People Change Their Tune

"How much nicer people are to you."

"My feet weren't 'wide' they were 'fat.'"

– LiZZygsu

"Have to agree. Lost 220 lbs, people make eye contact and hold open doors and stuff"

"And on the foot thing, I also lost a full shoe size numerically and also wear regular width now 😅"

– awholedamngarden

It's gonna take some getting used to.

Bones Everywhere

"Having bones. Collarbones, wrist bones, knee bones, hip bones, ribs. I have so many bones sticking out everywhere and it’s weird as hell."

– Princess-Pancake-97

"I noticed the shadow of my ribs the other day and it threw me, there’s a whole skeleton in here."

– bekastrange

Knee Pillow

"Right?! And they’re so … pointy! Now I get why people sleep with pillows between their legs - the knee bones laying on top of each other (side sleeper here) is weird and jarring."

– snic2030

"I lost only 40 pounds within the last year or so. I’m struggling to relate to most of these comments as I feel like I just 'slimmed down' rather than dropped a ton. But wow, the pillow between the knees at night. YES! I can relate to this. I think a lot of my weight was in my thighs. I never needed to do this up until recently."

– Strongbad23

More Mobility

"I’ve lost 100 lbs since 2020. It’s a collection of little things that surprise me. For at least 10 years I couldn’t put on socks, or tie my shoes. I couldn’t bend over and pick something up. I couldn’t climb a ladder to fix something. Simple things like that I can do now that fascinate me."

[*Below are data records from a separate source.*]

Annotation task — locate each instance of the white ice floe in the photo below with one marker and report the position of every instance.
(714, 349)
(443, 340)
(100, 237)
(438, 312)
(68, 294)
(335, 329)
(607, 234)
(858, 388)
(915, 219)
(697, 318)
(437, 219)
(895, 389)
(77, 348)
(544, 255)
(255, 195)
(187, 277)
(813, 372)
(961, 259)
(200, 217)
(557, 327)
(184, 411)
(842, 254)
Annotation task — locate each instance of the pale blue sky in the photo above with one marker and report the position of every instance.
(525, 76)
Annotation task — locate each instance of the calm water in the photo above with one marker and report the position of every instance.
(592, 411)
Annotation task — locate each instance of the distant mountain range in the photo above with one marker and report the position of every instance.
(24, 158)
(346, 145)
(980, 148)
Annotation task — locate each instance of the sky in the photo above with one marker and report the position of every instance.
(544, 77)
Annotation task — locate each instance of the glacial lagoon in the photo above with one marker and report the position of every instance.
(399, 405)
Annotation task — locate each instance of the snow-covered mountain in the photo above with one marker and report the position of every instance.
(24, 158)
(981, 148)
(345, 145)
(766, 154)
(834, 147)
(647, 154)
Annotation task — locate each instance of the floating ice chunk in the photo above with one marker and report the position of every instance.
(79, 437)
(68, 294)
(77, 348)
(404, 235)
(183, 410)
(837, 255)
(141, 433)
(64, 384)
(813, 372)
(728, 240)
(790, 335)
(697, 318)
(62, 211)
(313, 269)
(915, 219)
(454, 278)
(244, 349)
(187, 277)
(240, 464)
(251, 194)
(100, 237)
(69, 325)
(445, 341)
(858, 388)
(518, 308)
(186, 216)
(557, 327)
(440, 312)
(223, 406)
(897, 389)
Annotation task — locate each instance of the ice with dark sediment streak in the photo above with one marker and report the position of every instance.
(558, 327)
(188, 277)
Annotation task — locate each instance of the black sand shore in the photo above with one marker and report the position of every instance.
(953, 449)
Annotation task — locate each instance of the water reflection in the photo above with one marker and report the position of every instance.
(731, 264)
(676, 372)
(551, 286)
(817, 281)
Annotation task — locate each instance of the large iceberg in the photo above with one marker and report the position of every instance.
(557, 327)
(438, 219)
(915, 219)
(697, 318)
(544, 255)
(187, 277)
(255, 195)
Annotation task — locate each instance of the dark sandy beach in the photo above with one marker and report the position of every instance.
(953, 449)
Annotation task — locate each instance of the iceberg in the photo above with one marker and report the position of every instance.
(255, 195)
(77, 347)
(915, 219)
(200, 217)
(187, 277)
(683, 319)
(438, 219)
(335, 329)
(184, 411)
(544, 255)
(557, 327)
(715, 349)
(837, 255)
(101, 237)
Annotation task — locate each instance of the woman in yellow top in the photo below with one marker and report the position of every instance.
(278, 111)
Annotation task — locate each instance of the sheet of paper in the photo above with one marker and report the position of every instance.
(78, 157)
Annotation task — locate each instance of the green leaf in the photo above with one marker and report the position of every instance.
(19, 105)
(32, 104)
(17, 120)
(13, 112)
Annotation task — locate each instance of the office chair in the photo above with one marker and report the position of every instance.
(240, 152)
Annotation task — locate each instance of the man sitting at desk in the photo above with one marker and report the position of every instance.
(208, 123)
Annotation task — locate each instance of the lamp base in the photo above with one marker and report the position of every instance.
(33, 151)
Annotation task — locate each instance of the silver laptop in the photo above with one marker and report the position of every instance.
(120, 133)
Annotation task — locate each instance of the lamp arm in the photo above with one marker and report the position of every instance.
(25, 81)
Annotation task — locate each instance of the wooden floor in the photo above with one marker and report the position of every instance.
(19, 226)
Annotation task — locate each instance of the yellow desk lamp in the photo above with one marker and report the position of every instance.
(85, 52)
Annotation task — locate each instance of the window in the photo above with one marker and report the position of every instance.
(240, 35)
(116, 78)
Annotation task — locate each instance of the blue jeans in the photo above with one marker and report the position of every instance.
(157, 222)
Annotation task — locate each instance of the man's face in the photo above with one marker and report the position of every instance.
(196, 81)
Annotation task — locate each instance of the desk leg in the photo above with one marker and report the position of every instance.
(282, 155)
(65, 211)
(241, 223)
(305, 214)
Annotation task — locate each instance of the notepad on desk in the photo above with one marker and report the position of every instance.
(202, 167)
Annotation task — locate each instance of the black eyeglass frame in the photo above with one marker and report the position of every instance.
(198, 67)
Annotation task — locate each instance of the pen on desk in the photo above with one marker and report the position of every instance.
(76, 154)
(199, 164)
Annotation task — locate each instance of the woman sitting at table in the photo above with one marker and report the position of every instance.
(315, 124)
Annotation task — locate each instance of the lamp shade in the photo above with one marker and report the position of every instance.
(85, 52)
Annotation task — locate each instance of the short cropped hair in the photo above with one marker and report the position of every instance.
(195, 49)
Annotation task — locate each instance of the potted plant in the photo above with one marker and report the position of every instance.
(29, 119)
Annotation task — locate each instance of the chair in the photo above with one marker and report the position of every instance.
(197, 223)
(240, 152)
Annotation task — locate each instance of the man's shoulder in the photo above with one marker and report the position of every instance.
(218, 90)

"Edit: Some additional little things are sitting in a chair with arms, sitting in a booth in a restaurant, being able to shop in a normal store AND not needing to buy the biggest size there, being able to easily wipe my butt, and looking down and being able to see my penis."

– dma1965

People making significant changes, whether for mental or physical health, can surely find a newfound perspective on life.

But they can also discover different issues they never saw coming.

That being said, overcoming any challenge in life is laudable, especially if it leads to gaining confidence and ditching insecurities.